Ondrej Sosenka : une heure en toute discrétion

Alors que le Tour s’enlisait dans son ennui, un inconnu géant devenait l’homme le plus rapide dans l’heure : avec 49,700 km en 60 minutes, Sosenka détient le nouveau record sur vélo traditionnel, tombé un peu un désuétude.

Lance Armstrong : le scandale banalisé

L’affaire Armstrong est ingérée ; comme un bretzel qu’on avale de travers, mais dont on avait vu tout de suite qu’il ferait une fausse route. On toussote, on s’asphyxie cinq secondes, on devient tout rouge, puis ça passe. Les commentaires sont superflus. C’est la routine. La routine des injures et des quolibets, aussi, de la part de certains de ses détracteurs à l’endroit de l’Américain qui, sans recevoir notre admiration, garde notre respect.

Paolo Savoldelli : quand on ne s’y attend plus

On avait tout misé sur un duel entre Simoni et Cunego et le Giro s’est rappelé au (bon ?) souvenir d’un étonnant Savoldelli, revenu du diable-vauvert, également vainqueur d’une étape du Tour. Maillot Rose en dépit d’une équipe Discovery pas spécialement construite pour gagner ce Tour d’Italie, le descendeur virtuose s’allie à Heras et Armstrong dans le club des Grands Tours 2005 : tous trois avaient tous déjà connu cette expérience ; à eux trois, ils totalisent 13 Grands Tours, 12 si Heras est déclassé de la Vuelta 2005.

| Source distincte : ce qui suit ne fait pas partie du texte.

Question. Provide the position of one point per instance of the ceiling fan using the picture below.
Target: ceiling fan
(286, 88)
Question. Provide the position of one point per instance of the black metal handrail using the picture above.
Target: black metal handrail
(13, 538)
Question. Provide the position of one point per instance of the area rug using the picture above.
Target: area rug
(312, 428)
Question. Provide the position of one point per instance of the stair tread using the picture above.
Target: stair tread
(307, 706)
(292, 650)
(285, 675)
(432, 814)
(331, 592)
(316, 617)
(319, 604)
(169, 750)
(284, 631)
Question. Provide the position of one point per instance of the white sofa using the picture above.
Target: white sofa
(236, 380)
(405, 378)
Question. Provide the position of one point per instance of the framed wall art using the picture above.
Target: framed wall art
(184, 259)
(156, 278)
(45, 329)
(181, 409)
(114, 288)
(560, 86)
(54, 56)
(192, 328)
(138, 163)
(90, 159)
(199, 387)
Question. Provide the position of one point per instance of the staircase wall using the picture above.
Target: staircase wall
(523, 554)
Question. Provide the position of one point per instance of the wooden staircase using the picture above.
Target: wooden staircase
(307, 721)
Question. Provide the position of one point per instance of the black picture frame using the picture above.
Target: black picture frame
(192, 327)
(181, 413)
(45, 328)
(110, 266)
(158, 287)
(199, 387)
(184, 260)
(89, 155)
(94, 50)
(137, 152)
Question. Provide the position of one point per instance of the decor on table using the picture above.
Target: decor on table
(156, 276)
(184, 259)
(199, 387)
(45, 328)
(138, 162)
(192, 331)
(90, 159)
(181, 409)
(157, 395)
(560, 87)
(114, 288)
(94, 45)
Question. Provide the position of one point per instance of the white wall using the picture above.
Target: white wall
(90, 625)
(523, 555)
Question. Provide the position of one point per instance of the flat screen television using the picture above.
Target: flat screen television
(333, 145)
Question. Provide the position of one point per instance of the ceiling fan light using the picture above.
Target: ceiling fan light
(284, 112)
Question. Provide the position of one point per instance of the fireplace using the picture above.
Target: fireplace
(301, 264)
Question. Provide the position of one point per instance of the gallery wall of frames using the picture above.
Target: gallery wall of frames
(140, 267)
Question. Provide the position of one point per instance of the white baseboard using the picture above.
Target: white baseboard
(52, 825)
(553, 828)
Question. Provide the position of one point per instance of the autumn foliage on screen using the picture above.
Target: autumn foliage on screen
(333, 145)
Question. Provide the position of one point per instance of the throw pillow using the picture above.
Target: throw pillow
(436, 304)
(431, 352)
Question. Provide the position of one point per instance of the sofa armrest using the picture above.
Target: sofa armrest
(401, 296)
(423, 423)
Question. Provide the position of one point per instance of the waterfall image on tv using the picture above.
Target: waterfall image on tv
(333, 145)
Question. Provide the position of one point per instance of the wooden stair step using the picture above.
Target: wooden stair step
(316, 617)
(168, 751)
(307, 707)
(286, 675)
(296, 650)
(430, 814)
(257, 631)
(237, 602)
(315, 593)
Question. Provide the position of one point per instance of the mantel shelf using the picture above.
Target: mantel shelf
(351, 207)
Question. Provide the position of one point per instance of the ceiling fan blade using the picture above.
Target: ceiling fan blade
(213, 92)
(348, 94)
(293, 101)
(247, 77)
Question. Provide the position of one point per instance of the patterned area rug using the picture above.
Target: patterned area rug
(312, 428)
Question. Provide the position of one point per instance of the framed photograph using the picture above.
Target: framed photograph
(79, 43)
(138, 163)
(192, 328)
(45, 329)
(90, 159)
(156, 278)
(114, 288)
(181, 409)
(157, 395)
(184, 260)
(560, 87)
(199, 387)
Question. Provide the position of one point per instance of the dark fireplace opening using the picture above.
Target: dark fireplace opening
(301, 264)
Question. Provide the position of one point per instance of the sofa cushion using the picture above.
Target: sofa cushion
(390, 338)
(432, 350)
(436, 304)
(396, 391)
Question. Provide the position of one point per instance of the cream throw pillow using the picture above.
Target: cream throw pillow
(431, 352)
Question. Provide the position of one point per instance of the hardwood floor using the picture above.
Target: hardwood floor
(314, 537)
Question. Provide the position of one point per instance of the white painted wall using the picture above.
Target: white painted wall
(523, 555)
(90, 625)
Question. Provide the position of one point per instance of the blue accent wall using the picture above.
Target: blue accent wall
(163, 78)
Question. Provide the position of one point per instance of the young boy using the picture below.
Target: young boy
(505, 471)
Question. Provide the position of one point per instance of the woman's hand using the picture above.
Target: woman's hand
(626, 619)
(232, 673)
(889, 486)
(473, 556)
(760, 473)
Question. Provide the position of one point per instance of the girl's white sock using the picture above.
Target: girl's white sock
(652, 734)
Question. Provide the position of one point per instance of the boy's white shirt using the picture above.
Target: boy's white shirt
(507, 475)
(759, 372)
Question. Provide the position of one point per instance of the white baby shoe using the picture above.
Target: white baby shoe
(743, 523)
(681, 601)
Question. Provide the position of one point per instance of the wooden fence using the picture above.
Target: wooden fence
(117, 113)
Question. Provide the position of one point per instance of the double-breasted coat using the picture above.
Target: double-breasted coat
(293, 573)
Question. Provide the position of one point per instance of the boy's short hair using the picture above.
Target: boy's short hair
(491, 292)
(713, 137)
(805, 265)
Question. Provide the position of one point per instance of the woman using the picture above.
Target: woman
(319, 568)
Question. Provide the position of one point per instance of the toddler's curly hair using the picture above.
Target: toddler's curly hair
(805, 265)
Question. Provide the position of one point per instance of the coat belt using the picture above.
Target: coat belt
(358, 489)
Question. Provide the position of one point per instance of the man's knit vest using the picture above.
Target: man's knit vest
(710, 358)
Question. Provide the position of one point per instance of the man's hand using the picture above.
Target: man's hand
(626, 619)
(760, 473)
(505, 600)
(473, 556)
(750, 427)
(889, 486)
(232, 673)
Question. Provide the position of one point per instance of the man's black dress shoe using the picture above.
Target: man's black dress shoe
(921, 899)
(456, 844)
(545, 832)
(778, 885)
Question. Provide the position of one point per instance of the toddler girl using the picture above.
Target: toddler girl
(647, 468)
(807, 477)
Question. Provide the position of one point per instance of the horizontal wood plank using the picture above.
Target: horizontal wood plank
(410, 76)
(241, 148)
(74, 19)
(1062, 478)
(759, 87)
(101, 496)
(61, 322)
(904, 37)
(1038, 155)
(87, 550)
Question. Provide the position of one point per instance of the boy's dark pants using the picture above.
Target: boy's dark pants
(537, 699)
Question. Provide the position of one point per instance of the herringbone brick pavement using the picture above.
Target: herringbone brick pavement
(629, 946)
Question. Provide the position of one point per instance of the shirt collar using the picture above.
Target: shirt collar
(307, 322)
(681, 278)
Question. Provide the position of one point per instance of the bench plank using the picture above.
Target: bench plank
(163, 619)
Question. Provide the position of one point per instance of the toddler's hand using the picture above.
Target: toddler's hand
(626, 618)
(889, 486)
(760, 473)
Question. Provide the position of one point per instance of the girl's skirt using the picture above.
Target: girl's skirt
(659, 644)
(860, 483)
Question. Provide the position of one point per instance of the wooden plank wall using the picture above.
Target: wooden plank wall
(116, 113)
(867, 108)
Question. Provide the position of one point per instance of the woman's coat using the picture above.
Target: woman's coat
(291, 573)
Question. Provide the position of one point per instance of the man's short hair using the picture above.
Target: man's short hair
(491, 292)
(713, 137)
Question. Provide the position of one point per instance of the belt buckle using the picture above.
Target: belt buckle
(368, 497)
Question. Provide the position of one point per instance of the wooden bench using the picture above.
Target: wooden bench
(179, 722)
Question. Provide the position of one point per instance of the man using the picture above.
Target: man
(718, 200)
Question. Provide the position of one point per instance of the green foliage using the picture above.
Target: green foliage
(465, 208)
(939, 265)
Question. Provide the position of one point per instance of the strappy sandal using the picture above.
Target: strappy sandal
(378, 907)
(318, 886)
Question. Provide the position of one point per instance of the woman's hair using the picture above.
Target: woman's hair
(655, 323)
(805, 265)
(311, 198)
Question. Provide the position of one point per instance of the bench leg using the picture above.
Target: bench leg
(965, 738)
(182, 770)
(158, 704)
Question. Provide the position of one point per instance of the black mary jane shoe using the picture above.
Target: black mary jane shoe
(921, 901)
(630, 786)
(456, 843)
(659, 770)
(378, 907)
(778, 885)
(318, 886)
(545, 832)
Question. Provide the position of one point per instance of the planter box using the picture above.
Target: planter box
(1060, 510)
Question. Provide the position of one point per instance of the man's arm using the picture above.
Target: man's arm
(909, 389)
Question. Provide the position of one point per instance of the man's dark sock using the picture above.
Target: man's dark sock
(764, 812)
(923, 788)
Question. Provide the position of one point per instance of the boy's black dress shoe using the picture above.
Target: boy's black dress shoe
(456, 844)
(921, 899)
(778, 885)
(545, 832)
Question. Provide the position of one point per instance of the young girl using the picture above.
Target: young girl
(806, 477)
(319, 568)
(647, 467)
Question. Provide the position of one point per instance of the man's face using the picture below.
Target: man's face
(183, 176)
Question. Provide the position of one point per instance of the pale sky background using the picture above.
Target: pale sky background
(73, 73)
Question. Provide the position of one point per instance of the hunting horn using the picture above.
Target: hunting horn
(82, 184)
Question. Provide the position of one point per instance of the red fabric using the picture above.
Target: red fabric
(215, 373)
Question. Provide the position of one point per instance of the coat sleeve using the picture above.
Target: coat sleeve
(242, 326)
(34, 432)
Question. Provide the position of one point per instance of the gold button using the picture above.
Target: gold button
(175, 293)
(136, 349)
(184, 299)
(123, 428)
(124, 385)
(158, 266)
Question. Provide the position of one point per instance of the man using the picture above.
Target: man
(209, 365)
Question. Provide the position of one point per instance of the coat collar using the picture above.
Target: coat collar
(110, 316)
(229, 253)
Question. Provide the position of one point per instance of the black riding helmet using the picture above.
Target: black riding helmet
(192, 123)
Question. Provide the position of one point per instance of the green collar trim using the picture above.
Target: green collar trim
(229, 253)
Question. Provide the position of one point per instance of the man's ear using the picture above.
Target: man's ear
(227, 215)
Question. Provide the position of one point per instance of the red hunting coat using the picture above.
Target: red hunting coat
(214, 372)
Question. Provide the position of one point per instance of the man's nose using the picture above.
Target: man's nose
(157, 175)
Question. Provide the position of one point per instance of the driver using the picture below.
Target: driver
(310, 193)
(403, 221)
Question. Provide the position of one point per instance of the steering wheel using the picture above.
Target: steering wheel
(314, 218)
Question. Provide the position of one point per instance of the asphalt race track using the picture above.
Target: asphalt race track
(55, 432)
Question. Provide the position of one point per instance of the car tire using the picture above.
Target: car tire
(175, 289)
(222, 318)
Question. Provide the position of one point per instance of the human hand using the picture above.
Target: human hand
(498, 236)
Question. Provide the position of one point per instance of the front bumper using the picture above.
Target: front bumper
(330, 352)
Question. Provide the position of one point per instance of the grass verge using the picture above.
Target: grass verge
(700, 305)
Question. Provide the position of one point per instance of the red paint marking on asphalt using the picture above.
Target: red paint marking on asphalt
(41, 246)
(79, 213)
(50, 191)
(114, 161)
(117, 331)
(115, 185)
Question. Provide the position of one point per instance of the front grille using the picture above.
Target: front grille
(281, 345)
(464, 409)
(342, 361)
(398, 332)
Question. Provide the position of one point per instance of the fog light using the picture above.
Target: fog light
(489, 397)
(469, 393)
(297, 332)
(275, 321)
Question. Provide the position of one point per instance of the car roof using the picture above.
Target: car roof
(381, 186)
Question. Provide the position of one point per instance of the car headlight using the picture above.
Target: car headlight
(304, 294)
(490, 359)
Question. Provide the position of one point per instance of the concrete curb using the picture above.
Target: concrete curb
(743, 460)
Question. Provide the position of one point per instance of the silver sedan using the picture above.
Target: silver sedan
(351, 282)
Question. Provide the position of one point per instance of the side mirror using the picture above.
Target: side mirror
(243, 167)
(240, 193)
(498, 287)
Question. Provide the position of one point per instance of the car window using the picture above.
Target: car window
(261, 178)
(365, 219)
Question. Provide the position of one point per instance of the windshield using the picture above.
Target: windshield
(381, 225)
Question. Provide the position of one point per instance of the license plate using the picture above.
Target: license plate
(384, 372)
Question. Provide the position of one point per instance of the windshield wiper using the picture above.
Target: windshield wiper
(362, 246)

Jan Ullrich : et maintenant ?

Celui dont il restera le rival attitré est parti, 7 Tours en poche. Et maintenant ? Depuis sa victoire en 1997, 8 Tours de France se sont succédé et Ullrich est toujours attendu au tournant. Pas grand-monde pour contester sa classe et son talent, mais beaucoup pour railler ses écarts, tactiques et alimentaires. 2006 est peut-être sa dernière ou avant-dernière chance de remettre son nom au palmarès. Celui qui fut le seul à pouvoir prendre Armstrong doit désormais composer avec Basso, Valverde et Cunego, entre autres. A Vélochronique, on n’ose plus parier sur lui. Mais le cœur y est.